Me: I'm aware that there are fulfilled prophecies in the Bible. But does the Bible contain even one example of a fulfilled prophecy being used as an evangelistic tool?

OP: yes. Acts 2:16- . 7:37-

Me: Acts 7 is nothing like a fulfilled prophecy being used as an evangelistic tool: Stephen is applying the Old Testament text in a way which his hearers will reject - and he knows it.
 
Acts 2 is closer. But remember - the question here is: How do atheists try to explain fulfilled prophecies? In Acts 2, Peter is not speaking to atheists but to believers - Jewish believers, who believed in God and in prophecy. They already believed it, which is why he used it.
 
But even for these believers, the fulfilled prophecy is not an evangelistic tool (you ought to believe me because a prophecy has been fulfilled): it is an explanation of the miracle, an answer to the question they are asking, and a point of contact with the listeners (God said you need to listen to this - so listen well!).

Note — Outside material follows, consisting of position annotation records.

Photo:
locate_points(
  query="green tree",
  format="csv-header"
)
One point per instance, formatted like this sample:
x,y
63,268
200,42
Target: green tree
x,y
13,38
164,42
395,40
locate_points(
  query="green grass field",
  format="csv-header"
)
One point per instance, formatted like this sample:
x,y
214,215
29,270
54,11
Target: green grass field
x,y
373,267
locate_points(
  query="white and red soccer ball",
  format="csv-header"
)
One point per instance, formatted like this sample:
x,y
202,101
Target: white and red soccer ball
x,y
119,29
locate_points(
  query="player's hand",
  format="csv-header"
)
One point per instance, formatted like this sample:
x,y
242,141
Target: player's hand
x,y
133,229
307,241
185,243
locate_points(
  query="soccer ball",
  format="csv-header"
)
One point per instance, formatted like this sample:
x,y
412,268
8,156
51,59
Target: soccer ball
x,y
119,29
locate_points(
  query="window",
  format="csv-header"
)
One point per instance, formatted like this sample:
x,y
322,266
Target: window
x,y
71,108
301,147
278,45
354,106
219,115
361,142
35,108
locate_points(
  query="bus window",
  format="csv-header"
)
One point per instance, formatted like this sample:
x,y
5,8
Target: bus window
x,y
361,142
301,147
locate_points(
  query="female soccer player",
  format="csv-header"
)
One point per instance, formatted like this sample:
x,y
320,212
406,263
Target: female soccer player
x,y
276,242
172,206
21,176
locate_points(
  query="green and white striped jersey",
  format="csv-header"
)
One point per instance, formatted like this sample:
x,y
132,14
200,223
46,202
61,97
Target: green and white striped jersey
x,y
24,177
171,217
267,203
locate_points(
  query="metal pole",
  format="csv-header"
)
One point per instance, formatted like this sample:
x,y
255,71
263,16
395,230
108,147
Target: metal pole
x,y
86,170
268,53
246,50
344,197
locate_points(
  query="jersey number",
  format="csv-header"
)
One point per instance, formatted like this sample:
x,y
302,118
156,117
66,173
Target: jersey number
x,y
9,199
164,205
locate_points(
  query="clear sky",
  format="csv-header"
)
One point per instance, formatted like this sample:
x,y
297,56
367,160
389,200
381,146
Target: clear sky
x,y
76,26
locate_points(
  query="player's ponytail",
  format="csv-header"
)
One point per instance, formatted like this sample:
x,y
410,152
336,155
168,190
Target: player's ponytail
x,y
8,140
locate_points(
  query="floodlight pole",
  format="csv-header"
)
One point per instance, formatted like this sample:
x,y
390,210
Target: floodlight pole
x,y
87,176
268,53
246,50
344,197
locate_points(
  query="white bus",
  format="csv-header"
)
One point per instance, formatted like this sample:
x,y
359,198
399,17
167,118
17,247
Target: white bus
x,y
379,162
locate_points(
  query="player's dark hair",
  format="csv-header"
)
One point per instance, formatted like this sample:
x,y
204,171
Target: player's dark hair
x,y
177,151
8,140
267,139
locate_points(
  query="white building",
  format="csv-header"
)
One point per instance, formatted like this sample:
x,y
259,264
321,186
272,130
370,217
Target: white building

OP: they prove GOD wrote the bible

Me: But only if you already believe most of it in the first place. It's like stories of miracles: if you believe, they strengthen your faith; if you don't believe, they are either coincidences or lies. Read a few liberal commentaries - if you don't believe, prophecies and miracles prove nothing.

Other reply 2: I hope you don't mind me butting in on your thread - I'm a friend of Paul's from years back when we shared faith, I am now an agnostic atheist. I agree completely with what Paul said about an atheist not having to explain something they don't recognise as having happened.
 
A miracle or fulfilled prophecy is almost completely a faith experience, when a believer I would have believed completely in them along with much of the rest of the biblical text.
 
Even as a believer I was embarrassed by much of the commentary on biblical prophecy - as is almost entirely driven by a particular hermeneutic agenda.
 
For me everything comes back to the credibility of the existence of a particular religion's God. Everything else is back story, not worthy of consideration until the fundamentals are addressed.